En effet, dans une série de tweets comme il sait si bien le faire, le fondateur du parti LIDER (Liberté et Démocratie pour la République), dépeint la situation socio-économique de la Côte d’Ivoire autrement présentée aux populations par les médias d’État.

C’est pour quoi pour commencer, le Prof. Mamadou Koulibaly affirme ceci « En réalité les gens ne savent pas toujours ce qui se joue dans leur dos avec les décisions politiques présentées de façon à flatter leur orgueil. Prenons le temps de leur expliquer, d’en parler avec eux, jusqu’à avoir une taille critique pour le changement. »

Parlant de la dette, l’ex ministre du budget adopte une méthode d’approbation ironique face aux arguties avancées par le gouvernement à chaque fois que l’on soulève la problématique de la dette.

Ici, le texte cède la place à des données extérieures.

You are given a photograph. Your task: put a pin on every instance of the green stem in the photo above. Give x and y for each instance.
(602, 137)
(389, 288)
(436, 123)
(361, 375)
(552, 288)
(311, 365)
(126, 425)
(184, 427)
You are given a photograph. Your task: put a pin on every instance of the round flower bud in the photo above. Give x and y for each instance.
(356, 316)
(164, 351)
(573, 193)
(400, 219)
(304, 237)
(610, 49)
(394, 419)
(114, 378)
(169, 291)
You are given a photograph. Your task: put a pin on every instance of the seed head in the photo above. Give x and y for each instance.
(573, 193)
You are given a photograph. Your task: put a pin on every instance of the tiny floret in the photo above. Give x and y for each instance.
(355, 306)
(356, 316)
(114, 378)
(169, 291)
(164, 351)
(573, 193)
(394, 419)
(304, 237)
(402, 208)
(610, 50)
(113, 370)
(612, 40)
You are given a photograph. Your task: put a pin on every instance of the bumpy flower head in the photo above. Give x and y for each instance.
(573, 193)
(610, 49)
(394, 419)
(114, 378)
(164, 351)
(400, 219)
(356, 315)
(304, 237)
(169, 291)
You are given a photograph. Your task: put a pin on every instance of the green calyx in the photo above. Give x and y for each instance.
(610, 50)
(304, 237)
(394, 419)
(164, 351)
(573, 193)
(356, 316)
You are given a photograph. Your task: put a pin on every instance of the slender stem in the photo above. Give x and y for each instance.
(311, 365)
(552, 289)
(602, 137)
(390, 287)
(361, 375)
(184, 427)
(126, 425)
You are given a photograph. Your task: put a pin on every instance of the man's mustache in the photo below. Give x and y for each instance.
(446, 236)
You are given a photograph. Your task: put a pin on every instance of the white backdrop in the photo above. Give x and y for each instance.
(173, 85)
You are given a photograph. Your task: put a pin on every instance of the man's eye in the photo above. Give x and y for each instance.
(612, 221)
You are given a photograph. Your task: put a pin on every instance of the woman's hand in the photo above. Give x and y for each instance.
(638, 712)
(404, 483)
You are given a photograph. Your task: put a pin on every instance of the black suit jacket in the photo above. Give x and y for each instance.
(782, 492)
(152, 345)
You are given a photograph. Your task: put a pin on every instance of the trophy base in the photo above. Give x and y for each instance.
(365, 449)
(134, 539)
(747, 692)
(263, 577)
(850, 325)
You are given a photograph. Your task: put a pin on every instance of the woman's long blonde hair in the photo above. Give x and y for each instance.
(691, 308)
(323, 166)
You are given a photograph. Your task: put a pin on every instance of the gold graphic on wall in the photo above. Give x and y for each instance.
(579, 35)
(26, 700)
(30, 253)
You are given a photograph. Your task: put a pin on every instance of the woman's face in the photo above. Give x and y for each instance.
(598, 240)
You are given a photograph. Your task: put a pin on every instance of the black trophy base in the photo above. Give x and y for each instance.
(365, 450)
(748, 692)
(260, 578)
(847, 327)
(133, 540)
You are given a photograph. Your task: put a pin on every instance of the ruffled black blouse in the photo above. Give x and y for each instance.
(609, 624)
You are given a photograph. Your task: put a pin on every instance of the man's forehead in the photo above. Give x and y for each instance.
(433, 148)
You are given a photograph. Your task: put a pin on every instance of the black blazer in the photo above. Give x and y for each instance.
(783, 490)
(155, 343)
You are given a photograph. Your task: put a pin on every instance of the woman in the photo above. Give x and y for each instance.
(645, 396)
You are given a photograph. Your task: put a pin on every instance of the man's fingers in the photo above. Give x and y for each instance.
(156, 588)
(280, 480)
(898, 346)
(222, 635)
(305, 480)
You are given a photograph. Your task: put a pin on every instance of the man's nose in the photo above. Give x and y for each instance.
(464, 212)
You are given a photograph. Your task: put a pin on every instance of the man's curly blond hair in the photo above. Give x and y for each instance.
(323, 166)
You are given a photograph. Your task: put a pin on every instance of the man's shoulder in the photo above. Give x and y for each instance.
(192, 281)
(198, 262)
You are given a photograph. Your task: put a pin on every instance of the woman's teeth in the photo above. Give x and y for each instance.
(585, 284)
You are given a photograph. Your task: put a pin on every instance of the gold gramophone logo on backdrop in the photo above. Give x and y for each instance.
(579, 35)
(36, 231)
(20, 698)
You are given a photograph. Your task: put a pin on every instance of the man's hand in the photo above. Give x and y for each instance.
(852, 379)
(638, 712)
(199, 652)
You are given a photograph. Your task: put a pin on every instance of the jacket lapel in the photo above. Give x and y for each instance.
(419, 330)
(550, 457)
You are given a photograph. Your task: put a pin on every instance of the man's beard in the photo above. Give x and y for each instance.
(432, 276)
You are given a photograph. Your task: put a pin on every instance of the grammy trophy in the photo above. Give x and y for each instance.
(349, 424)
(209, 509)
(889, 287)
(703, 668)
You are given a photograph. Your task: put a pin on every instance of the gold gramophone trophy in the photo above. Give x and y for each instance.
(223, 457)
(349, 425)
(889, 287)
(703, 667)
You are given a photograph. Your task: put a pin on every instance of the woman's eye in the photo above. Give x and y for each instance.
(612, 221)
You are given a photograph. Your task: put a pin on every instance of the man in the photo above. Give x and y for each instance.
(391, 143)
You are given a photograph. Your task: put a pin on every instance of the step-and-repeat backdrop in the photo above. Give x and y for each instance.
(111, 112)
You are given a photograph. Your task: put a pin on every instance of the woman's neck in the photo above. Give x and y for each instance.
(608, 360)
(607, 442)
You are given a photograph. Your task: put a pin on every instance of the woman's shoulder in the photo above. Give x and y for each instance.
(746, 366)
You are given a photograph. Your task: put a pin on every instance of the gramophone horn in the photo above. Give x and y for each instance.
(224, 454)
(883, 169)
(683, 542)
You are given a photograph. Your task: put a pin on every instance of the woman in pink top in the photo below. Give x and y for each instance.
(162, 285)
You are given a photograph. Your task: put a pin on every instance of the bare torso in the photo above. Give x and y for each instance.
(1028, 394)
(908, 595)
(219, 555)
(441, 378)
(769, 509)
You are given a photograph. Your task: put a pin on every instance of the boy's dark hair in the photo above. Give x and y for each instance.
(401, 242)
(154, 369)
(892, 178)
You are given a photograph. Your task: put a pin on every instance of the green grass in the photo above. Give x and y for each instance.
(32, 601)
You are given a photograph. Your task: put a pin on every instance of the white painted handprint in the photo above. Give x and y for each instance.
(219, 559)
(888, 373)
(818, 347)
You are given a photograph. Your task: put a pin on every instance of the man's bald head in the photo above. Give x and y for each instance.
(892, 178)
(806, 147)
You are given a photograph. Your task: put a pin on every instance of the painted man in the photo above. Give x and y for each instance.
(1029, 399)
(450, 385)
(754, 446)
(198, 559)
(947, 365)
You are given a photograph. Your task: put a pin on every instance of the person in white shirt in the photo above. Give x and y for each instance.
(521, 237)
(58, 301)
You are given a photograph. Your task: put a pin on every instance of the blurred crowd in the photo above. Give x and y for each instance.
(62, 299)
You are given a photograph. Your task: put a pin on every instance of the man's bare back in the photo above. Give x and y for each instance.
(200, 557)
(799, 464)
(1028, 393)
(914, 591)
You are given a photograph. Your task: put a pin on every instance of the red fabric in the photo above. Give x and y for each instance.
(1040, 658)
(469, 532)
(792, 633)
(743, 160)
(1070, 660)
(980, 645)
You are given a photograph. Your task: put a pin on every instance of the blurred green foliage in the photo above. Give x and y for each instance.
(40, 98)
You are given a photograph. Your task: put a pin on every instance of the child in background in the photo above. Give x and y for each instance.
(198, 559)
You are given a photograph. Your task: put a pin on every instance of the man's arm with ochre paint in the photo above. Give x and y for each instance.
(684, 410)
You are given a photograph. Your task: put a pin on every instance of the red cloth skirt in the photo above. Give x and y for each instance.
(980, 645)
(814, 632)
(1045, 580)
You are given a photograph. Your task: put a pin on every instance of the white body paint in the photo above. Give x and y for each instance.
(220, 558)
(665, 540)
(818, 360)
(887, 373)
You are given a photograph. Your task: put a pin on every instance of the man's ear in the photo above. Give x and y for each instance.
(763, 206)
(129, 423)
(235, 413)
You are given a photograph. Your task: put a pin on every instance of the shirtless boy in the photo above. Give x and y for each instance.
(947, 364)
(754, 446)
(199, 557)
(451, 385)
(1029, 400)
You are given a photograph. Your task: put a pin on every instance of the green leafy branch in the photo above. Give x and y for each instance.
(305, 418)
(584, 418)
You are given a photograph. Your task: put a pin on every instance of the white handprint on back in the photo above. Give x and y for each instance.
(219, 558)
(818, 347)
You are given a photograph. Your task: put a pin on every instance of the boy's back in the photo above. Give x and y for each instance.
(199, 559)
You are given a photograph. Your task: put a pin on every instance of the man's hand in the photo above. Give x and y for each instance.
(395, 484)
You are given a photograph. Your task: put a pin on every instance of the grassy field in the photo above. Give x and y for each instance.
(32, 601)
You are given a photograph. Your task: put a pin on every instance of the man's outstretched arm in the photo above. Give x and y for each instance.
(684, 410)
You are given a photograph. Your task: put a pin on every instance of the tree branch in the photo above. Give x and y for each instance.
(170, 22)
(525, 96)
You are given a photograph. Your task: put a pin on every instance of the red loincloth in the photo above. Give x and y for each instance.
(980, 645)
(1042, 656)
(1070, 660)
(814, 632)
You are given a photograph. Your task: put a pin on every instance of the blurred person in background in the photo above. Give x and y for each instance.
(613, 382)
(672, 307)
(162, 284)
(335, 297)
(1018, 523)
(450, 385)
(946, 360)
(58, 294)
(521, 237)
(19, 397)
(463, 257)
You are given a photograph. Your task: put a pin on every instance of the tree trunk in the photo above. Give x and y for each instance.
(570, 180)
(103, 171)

« La dette n’est pas un problème pour la Côte d’Ivoire  Ok. Le déficit du budget de la Côte d’Ivoire est dans les « Normes ».Ok. La dette est le stock des déficits passés. Ok. Pourquoi Macron refuse-t-il de prêter à Ouattara 20 milliards de Fcfa pour le bouclage du déficit de 2018? Soupçons de détournements? »

En outre, Le candidat à la présidentielle de 2020 ne manque pas d’indexer le silence complice des bailleurs de fond.

« Et les bailleurs de fonds eux-mêmes, regardent faire sans rien dire (sauf l’UE qui a levé le ton, il y a peu). Mais quand viendra le moment de rembourser ils seront là pour demander la réduction des salaires et des dépenses sociales, la hausses des impôts et taxes, pour ajuster. »

Cependant, le plus grave reste l’illusion vendue au peuple ivoirien.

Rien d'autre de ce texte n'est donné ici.